Recently, Amazon programmers announced their plan to present a different approach to emotion-classifying AI. The paper will be presented during the International Conference on Acoustics, Speech, and Signal Processing. It seems that their strategy basically is to provide the AI systems with a data set of thousands of utterances from 10 different speakers. The goal is to create a more accurate neural network, making AI Systems pick up emotions in users’ voices more easily.
Listening to someone’s voice can give you many clues on what the person is actually trying to say. The tone’s fluctuations can be used to accentuate ideas and even change the meaning of the pronounced words. Emotions are entirely contained in the sound of someone’s voice. Studying emotion can be used in many ways. For example, it can be used to detect early signs of dementia or heart attack, and it can offer the chance to enhance the responsiveness of AI systems. Voice assistants like Google Assistant, Siri, and Alexa could soon have the ability to pick up users’ tone of voice, understanding their emotions better.

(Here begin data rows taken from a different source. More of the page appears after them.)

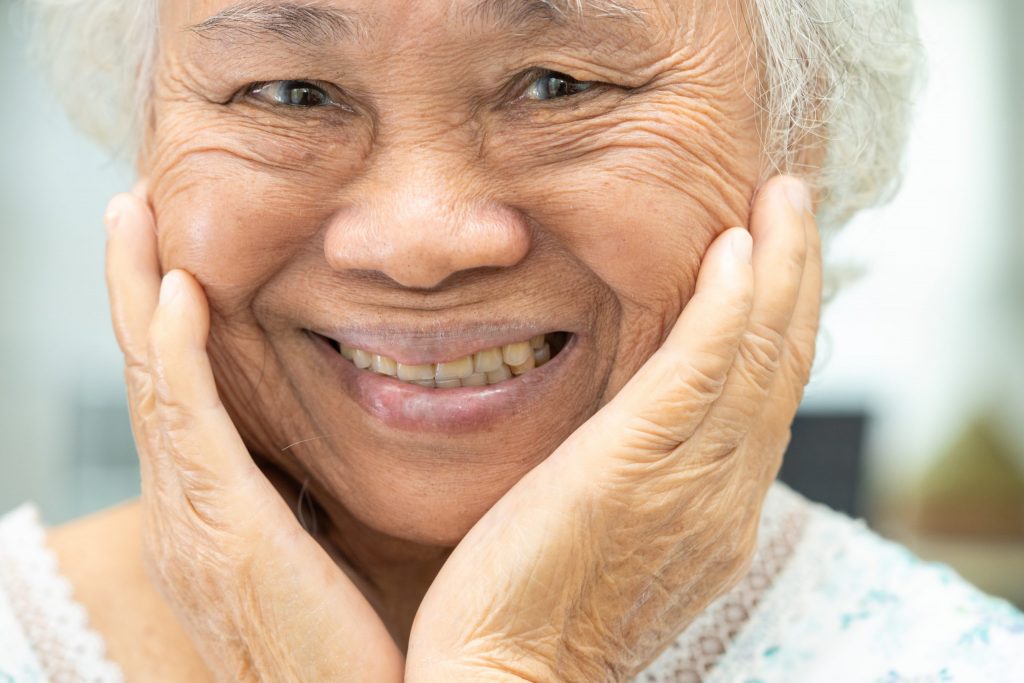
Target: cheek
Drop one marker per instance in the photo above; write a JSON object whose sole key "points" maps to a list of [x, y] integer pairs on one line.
{"points": [[235, 205]]}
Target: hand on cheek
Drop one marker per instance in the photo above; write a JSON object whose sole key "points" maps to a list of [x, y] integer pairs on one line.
{"points": [[603, 553]]}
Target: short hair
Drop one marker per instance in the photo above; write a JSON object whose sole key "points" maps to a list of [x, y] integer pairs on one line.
{"points": [[837, 77]]}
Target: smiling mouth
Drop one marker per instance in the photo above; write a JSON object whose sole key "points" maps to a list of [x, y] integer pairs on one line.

Amazon Works On Better Voice Emotion Detection In AI Systems
This idea is not new, as Amazon has been working for a long time to give Alexa the ability to determine people’s mood or emotional state. Researchers classified emotions based on three measures: valence, activation, and dominance. The training consists of 3 steps. The first one uses unlabelled data to and the encoder and decoder individually. Next, the encoder is tuned by attempting to distinguish real representations from artificial ones.
Lastly, the encoder is tuned to make sure the latent emotion is represented in such a way that helps the encoder predict emotional labels. After several experiments, researchers say that their AI System gained a 3% rise in the accuracy of assessing valence. Even more, when the system was faced with a sequence of representations of 20 milliseconds each, the accuracy improved by 4%.